Maia Guilherme Augusto, Filho Vilmar Benetti, Kawagoe Eric Kazuo, Teixeira Soratto Tatiany Aparecida, Moreira Renato Simões, Grisard Edmundo Carlos, Wagner Glauber
Laboratório de Bioinformática, Universidade Federal de Santa Catarina (UFSC), Campus João David Ferreira Lima, Florianópolis, Brazil.
Instituto Federal de Santa Catarina (IFSC), Campus Lages, Lages, Brazil.
Front Genet. 2022 Nov 22;13:1020100. doi: 10.3389/fgene.2022.1020100. eCollection 2022.
Assignment of gene function has been a crucial, laborious, and time-consuming step in genomics. Due to a variety of sequencing platforms that generates increasing amounts of data, manual annotation is no longer feasible. Thus, the need for an integrated, automated pipeline allowing the use of experimental data towards validation of prediction of gene function is of utmost relevance.

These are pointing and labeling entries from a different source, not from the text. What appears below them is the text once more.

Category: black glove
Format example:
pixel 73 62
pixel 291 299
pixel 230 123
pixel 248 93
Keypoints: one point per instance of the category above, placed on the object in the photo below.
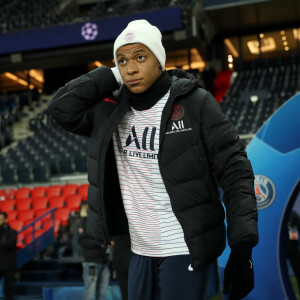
pixel 238 273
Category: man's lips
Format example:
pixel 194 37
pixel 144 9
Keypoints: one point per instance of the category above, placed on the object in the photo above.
pixel 133 82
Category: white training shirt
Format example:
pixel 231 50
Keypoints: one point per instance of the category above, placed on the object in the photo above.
pixel 153 227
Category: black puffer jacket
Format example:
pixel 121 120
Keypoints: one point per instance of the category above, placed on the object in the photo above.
pixel 199 150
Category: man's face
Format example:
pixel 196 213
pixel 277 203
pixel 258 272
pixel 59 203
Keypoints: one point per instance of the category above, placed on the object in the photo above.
pixel 2 220
pixel 138 66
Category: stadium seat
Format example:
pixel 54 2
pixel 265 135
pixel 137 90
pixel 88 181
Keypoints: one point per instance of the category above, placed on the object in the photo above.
pixel 54 190
pixel 62 214
pixel 23 193
pixel 12 215
pixel 69 189
pixel 37 225
pixel 40 212
pixel 38 191
pixel 28 237
pixel 8 205
pixel 23 204
pixel 7 194
pixel 73 202
pixel 56 201
pixel 26 214
pixel 20 240
pixel 39 203
pixel 16 224
pixel 83 191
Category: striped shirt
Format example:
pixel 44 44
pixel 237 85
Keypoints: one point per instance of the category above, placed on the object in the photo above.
pixel 154 229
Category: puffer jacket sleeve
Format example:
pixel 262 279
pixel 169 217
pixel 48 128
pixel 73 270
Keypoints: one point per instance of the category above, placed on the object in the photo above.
pixel 73 104
pixel 232 169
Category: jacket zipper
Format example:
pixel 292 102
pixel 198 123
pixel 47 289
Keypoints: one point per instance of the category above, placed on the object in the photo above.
pixel 162 135
pixel 102 209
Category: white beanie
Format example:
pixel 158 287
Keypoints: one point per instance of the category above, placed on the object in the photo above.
pixel 141 31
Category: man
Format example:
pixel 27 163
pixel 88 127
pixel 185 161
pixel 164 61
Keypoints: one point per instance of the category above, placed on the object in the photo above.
pixel 8 264
pixel 96 272
pixel 159 148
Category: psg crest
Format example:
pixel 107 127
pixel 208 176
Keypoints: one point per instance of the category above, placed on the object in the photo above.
pixel 264 191
pixel 177 112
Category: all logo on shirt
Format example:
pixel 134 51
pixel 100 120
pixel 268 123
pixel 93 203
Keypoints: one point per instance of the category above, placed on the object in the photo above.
pixel 176 116
pixel 146 143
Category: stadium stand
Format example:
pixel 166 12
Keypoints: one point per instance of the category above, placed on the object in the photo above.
pixel 19 15
pixel 259 89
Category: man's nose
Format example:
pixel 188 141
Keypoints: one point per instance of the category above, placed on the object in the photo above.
pixel 132 67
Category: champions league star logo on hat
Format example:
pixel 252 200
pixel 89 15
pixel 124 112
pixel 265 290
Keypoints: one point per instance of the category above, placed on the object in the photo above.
pixel 264 191
pixel 89 31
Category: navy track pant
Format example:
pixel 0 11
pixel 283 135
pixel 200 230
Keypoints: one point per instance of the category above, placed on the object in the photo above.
pixel 166 278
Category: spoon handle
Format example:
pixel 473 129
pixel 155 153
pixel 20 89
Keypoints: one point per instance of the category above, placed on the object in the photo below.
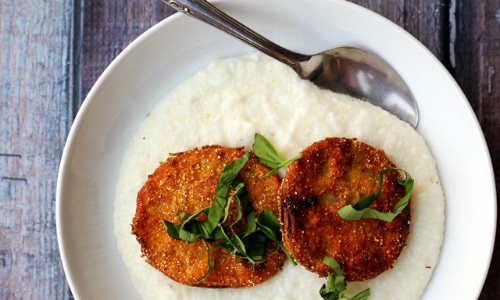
pixel 204 11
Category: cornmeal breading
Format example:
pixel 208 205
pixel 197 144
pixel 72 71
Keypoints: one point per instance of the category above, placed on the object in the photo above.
pixel 186 182
pixel 333 173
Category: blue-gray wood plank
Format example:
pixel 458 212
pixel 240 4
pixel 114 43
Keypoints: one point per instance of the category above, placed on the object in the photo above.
pixel 52 52
pixel 36 80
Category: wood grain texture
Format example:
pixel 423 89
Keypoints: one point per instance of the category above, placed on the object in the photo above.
pixel 52 52
pixel 477 71
pixel 35 86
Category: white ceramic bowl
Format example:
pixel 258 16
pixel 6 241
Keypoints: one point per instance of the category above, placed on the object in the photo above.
pixel 177 47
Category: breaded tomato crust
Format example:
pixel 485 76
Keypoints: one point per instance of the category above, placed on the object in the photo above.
pixel 333 173
pixel 186 182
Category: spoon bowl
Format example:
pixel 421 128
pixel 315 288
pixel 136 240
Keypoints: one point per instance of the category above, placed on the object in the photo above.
pixel 345 70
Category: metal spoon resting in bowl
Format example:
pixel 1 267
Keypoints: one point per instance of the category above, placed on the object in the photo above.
pixel 344 70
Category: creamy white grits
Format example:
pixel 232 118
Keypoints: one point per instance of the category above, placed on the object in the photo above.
pixel 225 104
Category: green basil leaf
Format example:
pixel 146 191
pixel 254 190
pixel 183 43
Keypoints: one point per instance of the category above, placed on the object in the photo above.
pixel 362 211
pixel 226 178
pixel 335 287
pixel 269 156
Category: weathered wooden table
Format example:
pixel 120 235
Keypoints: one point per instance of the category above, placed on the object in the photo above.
pixel 52 52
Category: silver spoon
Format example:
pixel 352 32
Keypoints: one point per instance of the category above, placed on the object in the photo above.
pixel 345 70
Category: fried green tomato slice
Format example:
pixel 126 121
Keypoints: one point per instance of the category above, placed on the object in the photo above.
pixel 333 173
pixel 187 182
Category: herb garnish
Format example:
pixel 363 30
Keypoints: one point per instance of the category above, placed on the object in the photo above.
pixel 362 211
pixel 267 154
pixel 335 287
pixel 248 245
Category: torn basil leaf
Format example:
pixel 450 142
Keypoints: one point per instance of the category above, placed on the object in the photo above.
pixel 269 156
pixel 362 211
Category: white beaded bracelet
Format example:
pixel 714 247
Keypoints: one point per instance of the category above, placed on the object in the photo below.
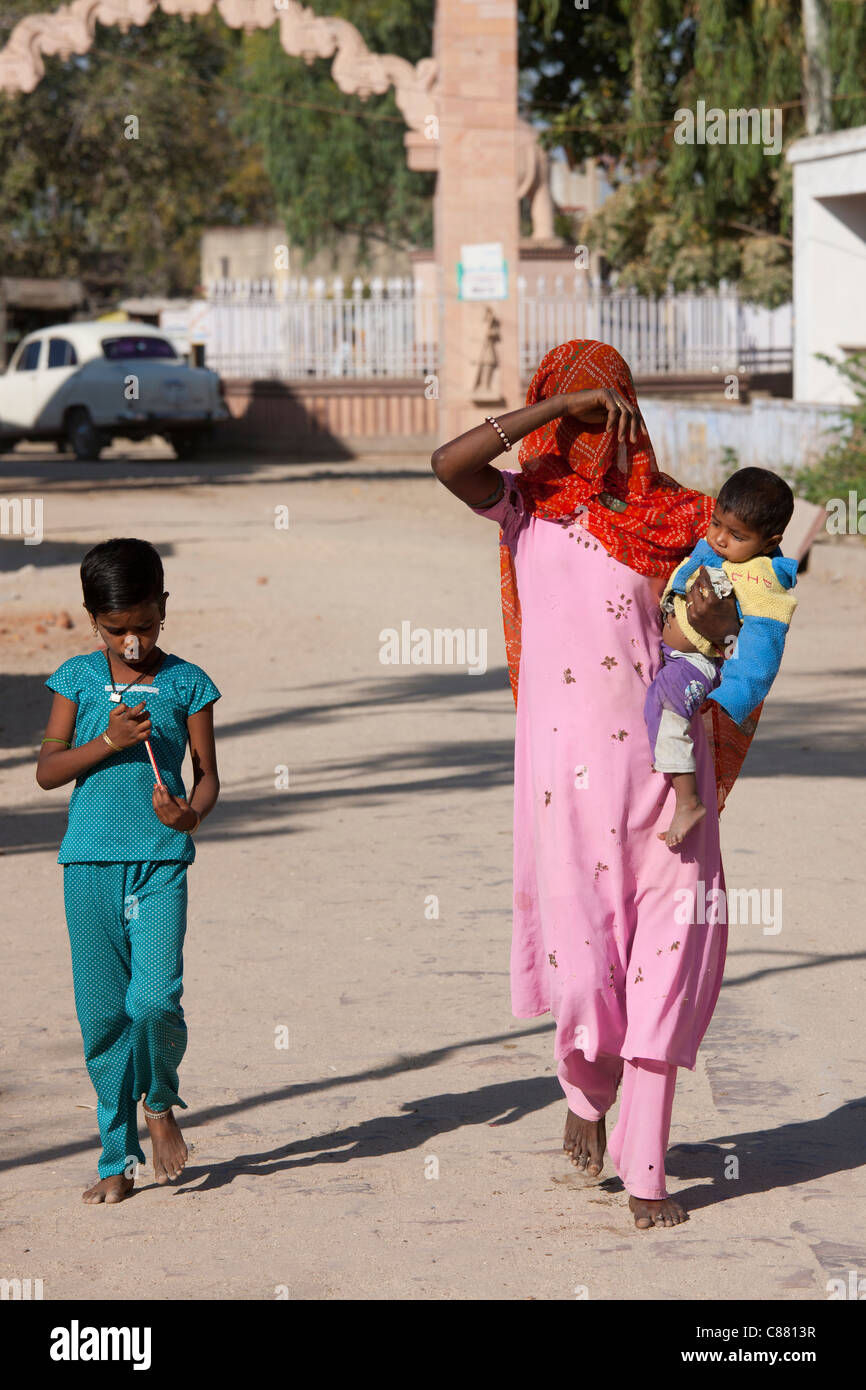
pixel 499 431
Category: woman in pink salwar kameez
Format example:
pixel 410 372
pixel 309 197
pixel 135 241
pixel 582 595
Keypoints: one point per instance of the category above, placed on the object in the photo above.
pixel 601 938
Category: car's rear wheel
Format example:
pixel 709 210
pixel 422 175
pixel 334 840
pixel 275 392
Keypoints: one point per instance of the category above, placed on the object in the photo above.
pixel 186 445
pixel 85 439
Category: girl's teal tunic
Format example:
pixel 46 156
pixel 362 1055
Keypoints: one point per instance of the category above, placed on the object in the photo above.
pixel 111 816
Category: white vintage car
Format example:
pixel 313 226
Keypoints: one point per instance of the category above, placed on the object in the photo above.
pixel 86 382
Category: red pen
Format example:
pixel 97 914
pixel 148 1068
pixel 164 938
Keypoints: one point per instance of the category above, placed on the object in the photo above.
pixel 156 770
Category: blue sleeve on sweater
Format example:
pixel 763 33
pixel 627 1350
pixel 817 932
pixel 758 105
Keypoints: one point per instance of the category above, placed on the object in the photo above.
pixel 784 569
pixel 702 553
pixel 748 676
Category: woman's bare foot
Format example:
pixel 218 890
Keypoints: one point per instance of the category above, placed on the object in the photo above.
pixel 685 818
pixel 109 1190
pixel 665 1212
pixel 170 1151
pixel 584 1143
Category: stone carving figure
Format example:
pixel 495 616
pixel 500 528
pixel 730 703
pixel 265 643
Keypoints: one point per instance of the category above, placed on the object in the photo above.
pixel 487 385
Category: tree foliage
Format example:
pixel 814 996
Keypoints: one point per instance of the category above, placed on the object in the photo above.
pixel 335 173
pixel 79 198
pixel 685 214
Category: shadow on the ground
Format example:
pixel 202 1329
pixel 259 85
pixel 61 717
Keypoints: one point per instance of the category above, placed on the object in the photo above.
pixel 801 1151
pixel 421 1121
pixel 142 473
pixel 412 1062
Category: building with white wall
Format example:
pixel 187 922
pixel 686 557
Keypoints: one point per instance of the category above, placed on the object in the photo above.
pixel 829 259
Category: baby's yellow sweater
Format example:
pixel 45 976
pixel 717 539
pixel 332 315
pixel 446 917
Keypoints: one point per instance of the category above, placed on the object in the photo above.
pixel 756 590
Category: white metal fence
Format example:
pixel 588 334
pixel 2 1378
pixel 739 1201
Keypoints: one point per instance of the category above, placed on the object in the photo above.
pixel 299 328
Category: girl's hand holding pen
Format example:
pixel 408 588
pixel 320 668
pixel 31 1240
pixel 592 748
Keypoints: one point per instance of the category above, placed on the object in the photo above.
pixel 128 727
pixel 174 811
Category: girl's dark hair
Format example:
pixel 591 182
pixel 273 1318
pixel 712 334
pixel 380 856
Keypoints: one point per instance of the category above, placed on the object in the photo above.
pixel 759 498
pixel 118 574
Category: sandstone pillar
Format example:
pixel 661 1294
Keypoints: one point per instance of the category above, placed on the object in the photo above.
pixel 476 49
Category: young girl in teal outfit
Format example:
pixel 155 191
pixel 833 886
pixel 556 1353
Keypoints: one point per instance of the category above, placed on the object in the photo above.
pixel 127 849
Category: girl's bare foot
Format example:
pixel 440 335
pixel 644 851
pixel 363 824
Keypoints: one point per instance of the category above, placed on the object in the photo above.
pixel 584 1143
pixel 170 1151
pixel 109 1190
pixel 665 1212
pixel 685 818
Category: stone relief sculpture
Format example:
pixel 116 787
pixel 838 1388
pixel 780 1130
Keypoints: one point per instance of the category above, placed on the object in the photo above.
pixel 303 34
pixel 487 387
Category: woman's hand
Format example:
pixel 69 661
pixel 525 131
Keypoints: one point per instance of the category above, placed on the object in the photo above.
pixel 609 406
pixel 128 727
pixel 713 617
pixel 174 811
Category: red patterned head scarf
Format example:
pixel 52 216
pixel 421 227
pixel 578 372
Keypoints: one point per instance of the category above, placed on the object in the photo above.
pixel 641 516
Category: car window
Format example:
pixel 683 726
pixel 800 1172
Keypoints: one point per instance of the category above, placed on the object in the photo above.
pixel 61 353
pixel 29 357
pixel 131 346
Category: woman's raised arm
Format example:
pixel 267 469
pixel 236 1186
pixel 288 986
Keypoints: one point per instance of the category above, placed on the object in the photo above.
pixel 463 464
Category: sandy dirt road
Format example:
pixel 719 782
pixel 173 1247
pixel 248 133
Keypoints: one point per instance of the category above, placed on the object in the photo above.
pixel 312 1166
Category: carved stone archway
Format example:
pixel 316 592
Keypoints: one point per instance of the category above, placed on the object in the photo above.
pixel 460 107
pixel 303 35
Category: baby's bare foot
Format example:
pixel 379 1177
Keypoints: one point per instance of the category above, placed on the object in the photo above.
pixel 170 1151
pixel 685 819
pixel 109 1190
pixel 584 1143
pixel 665 1212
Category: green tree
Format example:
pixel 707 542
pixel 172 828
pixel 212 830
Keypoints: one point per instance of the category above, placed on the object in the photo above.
pixel 687 214
pixel 79 198
pixel 338 164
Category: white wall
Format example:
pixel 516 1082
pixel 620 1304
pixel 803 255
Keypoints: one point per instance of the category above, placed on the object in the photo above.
pixel 829 259
pixel 690 441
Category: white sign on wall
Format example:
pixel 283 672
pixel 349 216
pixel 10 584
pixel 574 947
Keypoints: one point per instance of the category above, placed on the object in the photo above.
pixel 483 271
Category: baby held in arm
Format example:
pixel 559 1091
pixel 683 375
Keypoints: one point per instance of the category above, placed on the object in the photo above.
pixel 740 555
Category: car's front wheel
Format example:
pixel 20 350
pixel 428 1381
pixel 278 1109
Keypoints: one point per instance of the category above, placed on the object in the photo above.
pixel 85 439
pixel 185 445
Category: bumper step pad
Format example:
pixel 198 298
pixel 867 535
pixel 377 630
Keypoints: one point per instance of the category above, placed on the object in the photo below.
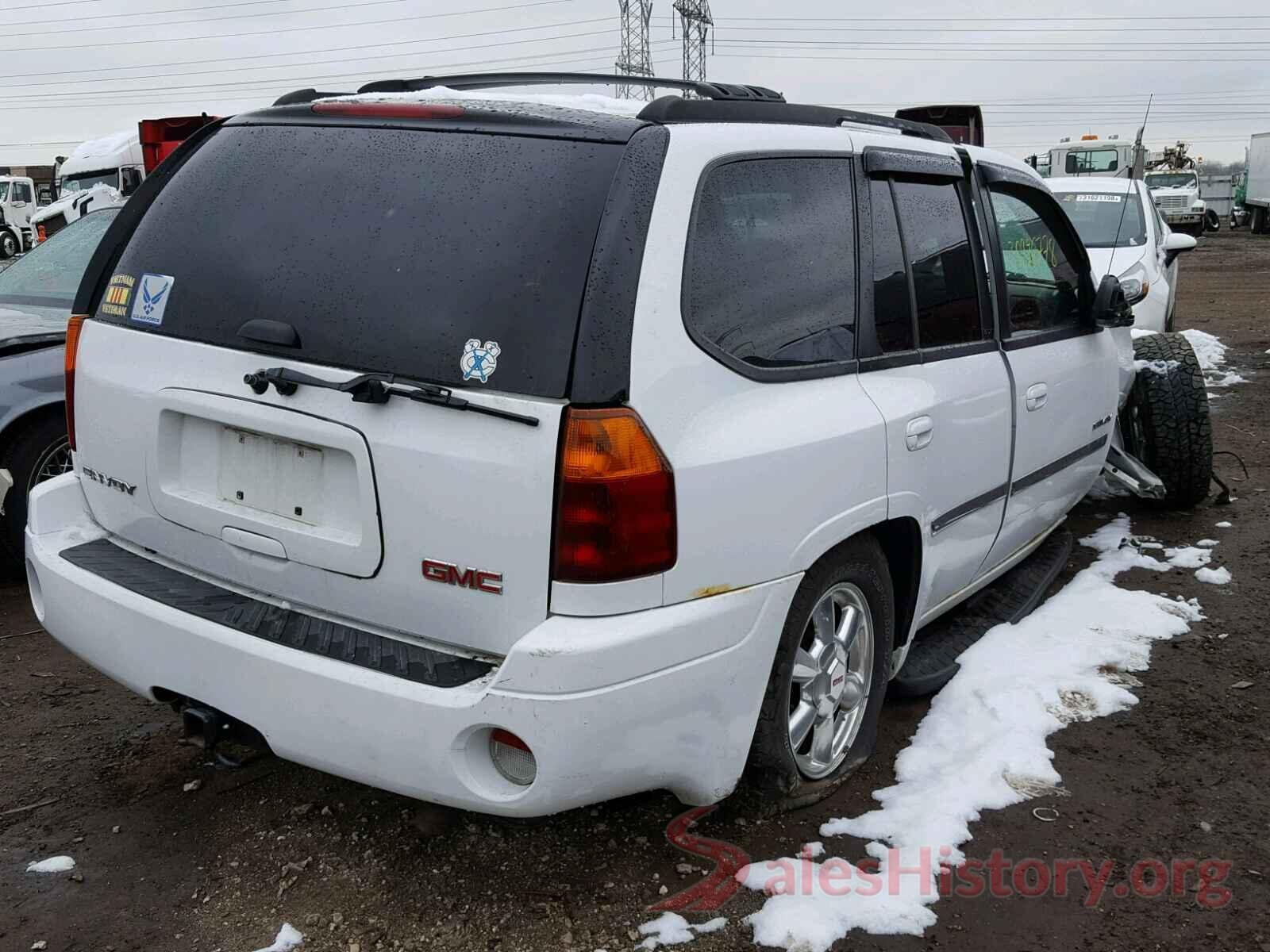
pixel 933 660
pixel 283 626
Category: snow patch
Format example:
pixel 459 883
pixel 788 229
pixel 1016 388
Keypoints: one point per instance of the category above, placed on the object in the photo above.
pixel 289 937
pixel 1210 353
pixel 1187 558
pixel 983 736
pixel 55 863
pixel 673 930
pixel 1214 577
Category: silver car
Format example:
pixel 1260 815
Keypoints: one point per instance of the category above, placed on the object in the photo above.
pixel 36 298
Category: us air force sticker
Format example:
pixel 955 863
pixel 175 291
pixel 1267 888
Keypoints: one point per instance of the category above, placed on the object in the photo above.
pixel 479 362
pixel 152 298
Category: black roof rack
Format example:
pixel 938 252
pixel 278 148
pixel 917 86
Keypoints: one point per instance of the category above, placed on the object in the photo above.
pixel 719 102
pixel 493 80
pixel 677 109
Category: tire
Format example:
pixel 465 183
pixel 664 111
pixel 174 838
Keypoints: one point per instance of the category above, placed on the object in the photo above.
pixel 1166 422
pixel 33 447
pixel 783 776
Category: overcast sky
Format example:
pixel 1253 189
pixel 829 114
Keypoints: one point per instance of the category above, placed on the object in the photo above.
pixel 79 69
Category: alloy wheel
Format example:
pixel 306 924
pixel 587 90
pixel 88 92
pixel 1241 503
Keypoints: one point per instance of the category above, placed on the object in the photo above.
pixel 831 681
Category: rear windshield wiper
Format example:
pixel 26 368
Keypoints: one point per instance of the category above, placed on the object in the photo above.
pixel 376 389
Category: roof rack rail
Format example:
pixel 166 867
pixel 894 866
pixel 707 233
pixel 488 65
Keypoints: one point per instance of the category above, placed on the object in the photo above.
pixel 676 109
pixel 493 80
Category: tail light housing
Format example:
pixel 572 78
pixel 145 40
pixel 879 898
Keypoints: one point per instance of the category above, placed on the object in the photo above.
pixel 615 513
pixel 73 336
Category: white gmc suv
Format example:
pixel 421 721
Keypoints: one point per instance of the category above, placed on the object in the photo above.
pixel 516 456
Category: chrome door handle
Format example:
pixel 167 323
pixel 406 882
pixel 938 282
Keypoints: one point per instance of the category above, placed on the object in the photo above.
pixel 918 432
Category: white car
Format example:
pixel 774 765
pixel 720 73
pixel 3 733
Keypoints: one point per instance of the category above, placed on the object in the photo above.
pixel 1126 235
pixel 626 452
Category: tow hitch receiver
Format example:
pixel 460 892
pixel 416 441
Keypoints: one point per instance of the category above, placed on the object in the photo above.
pixel 213 729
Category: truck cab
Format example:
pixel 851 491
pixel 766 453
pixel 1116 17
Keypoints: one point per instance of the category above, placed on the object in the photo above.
pixel 1091 155
pixel 1176 194
pixel 17 206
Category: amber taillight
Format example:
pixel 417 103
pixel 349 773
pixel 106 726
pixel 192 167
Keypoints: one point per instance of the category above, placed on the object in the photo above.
pixel 73 334
pixel 615 517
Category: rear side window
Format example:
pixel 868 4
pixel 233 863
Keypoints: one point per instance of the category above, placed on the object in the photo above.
pixel 387 251
pixel 893 304
pixel 943 266
pixel 1041 283
pixel 770 277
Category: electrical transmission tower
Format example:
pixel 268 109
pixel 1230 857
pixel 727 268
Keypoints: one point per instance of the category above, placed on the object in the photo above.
pixel 696 21
pixel 635 59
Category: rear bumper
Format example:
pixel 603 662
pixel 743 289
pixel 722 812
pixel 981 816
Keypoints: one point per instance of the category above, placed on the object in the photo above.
pixel 683 724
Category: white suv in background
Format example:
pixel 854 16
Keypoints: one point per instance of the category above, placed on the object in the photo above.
pixel 1126 235
pixel 516 456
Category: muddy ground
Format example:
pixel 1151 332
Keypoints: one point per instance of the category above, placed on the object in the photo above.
pixel 222 866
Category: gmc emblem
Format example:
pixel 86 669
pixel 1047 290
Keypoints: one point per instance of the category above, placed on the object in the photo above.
pixel 475 579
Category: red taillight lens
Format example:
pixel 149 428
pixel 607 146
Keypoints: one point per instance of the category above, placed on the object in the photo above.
pixel 615 518
pixel 391 111
pixel 73 334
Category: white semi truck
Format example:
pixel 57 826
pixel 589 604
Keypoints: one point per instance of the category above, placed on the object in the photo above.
pixel 101 173
pixel 17 206
pixel 1257 184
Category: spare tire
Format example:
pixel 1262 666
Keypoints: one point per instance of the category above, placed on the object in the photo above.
pixel 1166 422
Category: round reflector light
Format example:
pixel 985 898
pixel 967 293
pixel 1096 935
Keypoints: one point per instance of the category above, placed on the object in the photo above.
pixel 512 757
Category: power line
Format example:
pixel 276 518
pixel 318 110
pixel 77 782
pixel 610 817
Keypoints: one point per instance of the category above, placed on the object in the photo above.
pixel 973 59
pixel 254 33
pixel 253 16
pixel 271 56
pixel 209 105
pixel 306 63
pixel 279 82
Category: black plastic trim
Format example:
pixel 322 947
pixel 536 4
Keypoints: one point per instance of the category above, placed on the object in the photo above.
pixel 273 624
pixel 880 160
pixel 766 374
pixel 1058 465
pixel 1049 336
pixel 602 351
pixel 971 505
pixel 996 175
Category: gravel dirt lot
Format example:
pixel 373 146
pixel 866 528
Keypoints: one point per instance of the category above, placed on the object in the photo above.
pixel 222 866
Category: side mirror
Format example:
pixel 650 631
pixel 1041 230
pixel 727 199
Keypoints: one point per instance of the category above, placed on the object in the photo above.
pixel 1110 306
pixel 1175 244
pixel 130 182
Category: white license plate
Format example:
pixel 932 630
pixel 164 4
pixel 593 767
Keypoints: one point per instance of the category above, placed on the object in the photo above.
pixel 271 475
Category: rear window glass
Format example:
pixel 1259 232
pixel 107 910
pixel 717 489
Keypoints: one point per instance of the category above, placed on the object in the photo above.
pixel 387 251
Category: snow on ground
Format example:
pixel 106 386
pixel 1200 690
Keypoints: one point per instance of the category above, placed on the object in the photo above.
pixel 590 102
pixel 289 937
pixel 1214 577
pixel 1212 355
pixel 981 744
pixel 1210 351
pixel 673 930
pixel 1187 558
pixel 55 863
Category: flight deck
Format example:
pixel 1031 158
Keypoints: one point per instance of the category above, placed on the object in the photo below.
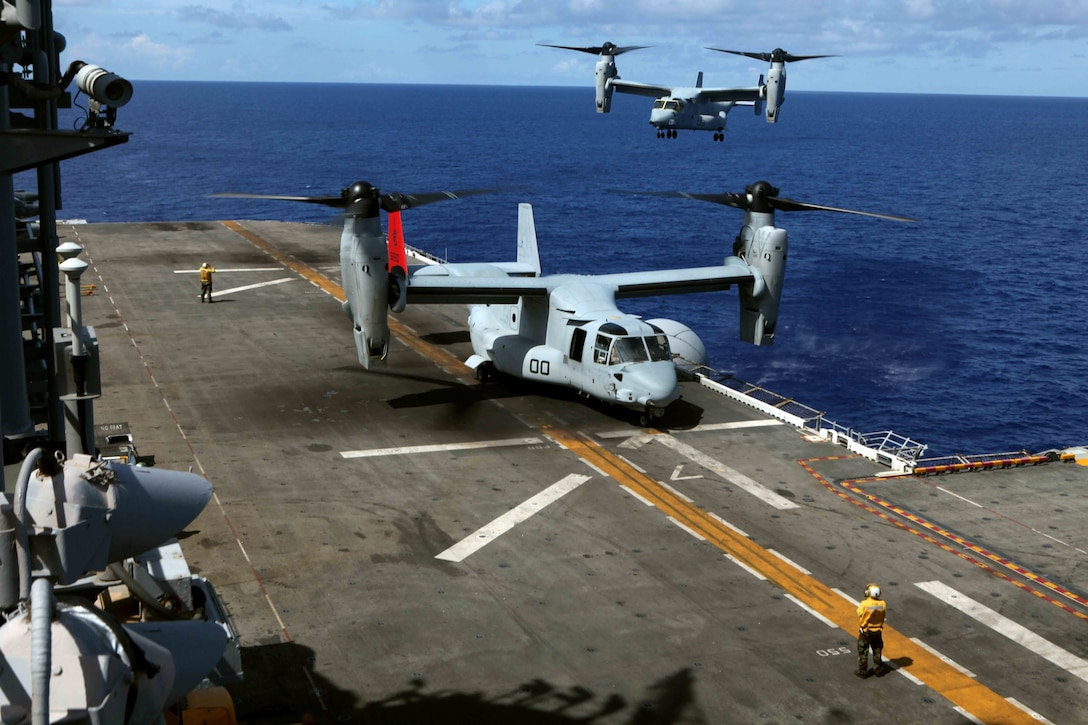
pixel 410 544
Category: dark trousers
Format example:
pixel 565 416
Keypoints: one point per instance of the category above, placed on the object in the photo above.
pixel 867 640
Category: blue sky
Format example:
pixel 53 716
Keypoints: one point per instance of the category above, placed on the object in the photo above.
pixel 997 47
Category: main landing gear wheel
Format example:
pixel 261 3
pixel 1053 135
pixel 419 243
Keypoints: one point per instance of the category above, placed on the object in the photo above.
pixel 486 371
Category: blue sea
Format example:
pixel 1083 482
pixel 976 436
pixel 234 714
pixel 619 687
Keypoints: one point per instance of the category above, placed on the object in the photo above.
pixel 966 331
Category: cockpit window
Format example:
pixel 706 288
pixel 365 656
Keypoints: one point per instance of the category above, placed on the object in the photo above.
pixel 658 347
pixel 628 349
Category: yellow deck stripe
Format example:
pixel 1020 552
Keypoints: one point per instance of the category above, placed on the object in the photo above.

Here, we present a computational workflow named AnnotaPipeline that integrates distinct software and data types on a proteogenomic approach to annotate and validate predicted features in genomic sequences. Based on FASTA (i) nucleotide or (ii) protein sequences or (iii) structural annotation files (GFF3), users can input FASTQ RNA-seq data, MS/MS data from mzXML or similar formats, as the pipeline uses both transcriptomic and proteomic information to corroborate annotations and validate gene prediction, providing transcription and expression evidence for functional annotation. Reannotation of the available , and genomes was performed using the AnnotaPipeline, resulting in a higher proportion of annotated proteins and a reduced proportion of hypothetical proteins when compared to the annotations publicly available for these organisms. AnnotaPipeline is a Unix-based pipeline developed using Python and is available at: https://github.com/bioinformatics-ufsc/AnnotaPipeline.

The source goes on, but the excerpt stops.